I really doubt whether many of the people rushing to ‘invest’ crypto would check any of the boxes above. It’s a rush and most people get caught up in the feeding frenzy around the profits some people seem to have made.
But, if you identified yourself as a zero-risk investor in March 2020 when the equity markets fell 30%, and some debt funds froze, are you serious about what you’re about to double in something that can lose half its value in a day – as it did in March 2018 – or get an adrenaline rush and more than double in a day, as it did in November 2017? If volatility in stocks keeps you in FDs, what do you even think about when you think you can go on a cryptocurrency roller coaster ride?
If the itching to dip your toes in this is very strong, use less than 5% of your irrecoverable amount in a year, to pound cryptos only.

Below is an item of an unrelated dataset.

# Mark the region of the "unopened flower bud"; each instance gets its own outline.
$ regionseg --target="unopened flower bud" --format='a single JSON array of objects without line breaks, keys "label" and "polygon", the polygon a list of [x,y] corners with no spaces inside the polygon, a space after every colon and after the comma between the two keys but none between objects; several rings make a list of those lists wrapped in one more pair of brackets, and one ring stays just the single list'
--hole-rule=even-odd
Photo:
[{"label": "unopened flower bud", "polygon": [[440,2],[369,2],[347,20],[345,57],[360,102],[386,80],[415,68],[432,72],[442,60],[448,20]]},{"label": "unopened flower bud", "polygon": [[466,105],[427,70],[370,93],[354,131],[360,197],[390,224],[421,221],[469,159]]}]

Stay away from ICOs – initial coin offerings – most are scams. Stay away from multi-level marketing crocks that will require you to build crypto ‘outlines’ to make money.
I can’t say this often enough – find a fee-only financial planner and build a plan rather than go from last year’s winner to last month’s winner – you only catch losers and a sleepover. Money and investing is about setting you free, not making you tied to a trading screen.
Monika Halan is an editorial consultant at Mint and writes on home finance, policy and regulation.